Le Parlement canadien a adopté une loi qui obligera les entreprises technologiques à payer les médias nationaux pour créer des liens vers leurs articles, ce qui a incité le propriétaire de Facebook et Instagram à dire qu’il retirerait des articles de presse des deux plateformes au pays.
La loi, adoptée jeudi, est la dernière salve d’une campagne menée par les gouvernements du monde entier pour forcer les grandes entreprises comme Google et Facebook à payer pour les nouvelles qu’elles partagent sur leurs plateformes – une campagne à laquelle les entreprises ont résisté pratiquement à chaque tournant.
Sous réserve de quelques réserves, la nouvelle loi canadienne obligerait les moteurs de recherche et les entreprises de médias sociaux à s’engager dans un processus de négociation – et un arbitrage exécutoire, si nécessaire – pour obtenir des licences de contenu d’information pour leur utilisation.
La loi, la Loi sur les nouvelles en ligne, a été modelée sur une loi similaire adoptée en Australie il y a deux ans. Il a été conçu pour « améliorer l’équité dans le marché canadien de l’information numérique et contribuer à sa durabilité », selon un résumé officiel. La date exacte de l’entrée en vigueur de la loi n’était pas immédiatement claire vendredi matin.

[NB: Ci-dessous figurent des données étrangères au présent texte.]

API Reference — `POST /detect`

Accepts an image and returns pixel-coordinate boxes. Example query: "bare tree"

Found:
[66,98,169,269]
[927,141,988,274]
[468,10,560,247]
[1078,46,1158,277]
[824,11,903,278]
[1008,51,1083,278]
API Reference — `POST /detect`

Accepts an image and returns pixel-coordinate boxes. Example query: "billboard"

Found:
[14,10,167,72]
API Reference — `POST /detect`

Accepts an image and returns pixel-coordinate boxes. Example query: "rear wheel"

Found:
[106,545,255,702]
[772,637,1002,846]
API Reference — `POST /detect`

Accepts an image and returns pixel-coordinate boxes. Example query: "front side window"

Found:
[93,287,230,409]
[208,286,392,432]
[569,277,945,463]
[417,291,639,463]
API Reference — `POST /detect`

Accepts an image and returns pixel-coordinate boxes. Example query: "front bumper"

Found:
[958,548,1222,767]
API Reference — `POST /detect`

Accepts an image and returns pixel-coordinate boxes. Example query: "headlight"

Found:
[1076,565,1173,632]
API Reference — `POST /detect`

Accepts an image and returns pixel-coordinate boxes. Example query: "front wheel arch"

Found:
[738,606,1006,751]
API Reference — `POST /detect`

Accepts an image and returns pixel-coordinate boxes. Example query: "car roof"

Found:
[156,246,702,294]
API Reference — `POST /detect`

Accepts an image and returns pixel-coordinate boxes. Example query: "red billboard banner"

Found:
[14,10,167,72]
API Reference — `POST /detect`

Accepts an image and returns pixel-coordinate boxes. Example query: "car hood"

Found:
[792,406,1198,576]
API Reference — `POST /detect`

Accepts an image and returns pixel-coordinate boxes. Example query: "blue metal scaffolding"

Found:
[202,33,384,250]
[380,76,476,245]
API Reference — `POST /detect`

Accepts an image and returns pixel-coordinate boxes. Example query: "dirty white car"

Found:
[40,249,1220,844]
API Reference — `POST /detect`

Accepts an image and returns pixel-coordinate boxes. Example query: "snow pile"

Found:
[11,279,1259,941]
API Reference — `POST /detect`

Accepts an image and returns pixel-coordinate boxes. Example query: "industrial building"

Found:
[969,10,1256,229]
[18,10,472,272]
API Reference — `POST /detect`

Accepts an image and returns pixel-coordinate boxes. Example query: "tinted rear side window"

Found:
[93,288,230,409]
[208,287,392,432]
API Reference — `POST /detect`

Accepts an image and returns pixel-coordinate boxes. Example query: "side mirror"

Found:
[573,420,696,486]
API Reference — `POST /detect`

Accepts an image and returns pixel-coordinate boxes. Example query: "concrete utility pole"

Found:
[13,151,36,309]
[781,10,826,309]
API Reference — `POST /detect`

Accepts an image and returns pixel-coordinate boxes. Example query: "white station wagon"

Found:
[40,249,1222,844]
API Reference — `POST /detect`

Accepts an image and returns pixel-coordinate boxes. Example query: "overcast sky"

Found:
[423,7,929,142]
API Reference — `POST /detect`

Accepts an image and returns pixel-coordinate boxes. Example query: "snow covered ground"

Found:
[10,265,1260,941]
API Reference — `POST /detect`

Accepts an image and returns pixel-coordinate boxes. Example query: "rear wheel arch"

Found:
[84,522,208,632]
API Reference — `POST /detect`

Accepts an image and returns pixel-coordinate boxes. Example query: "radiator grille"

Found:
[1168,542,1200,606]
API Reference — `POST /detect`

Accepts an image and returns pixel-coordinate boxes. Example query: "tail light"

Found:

Les partisans de la législation y voient une victoire pour les médias d’information, qui se battent pour compenser la chute des revenus publicitaires qu’ils attribuent aux entreprises de la Silicon Valley qui accaparent le marché de la publicité en ligne.
« Une presse forte, indépendante et libre est essentielle à notre démocratie », a déclaré Pablo Rodriguez, ministre du Patrimoine canadien dans le gouvernement du premier ministre Justin Trudeau. a écrit sur Twitter jeudi soir. « La loi sur les nouvelles en ligne aidera à s’assurer que les géants de la technologie négocient des accords justes et équitables avec les organisations de presse. »
Les entreprises technologiques sont de leur avis différent.
Meta, qui possède Facebook et Instagram, avait déjà averti les législateurs qu’elle cesserait de rendre les nouvelles disponibles sur les deux plateformes pour les utilisateurs canadiens si la loi était adoptée. La société a déclaré jeudi qu’elle prévoyait maintenant de faire exactement cela, a rapporté l’Associated Press. Les représentants de Meta, Facebook et Instagram n’ont pas immédiatement répondu aux demandes de commentaires.
Dans une déclaration séparée, une porte-parole de Google a critiqué la législation comme « inapplicable » et a déclaré que la société avait proposé des « solutions réfléchies et pragmatiques » pour l’améliorer.
Google a déclaré aux législateurs canadiens en mai que le débat sur la législation avait créé des attentes irréalistes parmi les politiciens et les éditeurs de nouvelles d’une « subvention illimitée pour les médias canadiens ». Entre autres changements, Google a suggéré d’exiger des entreprises de technologie qu’elles paient pour « afficher » du contenu d’actualité, et non pour créer un lien vers celui-ci.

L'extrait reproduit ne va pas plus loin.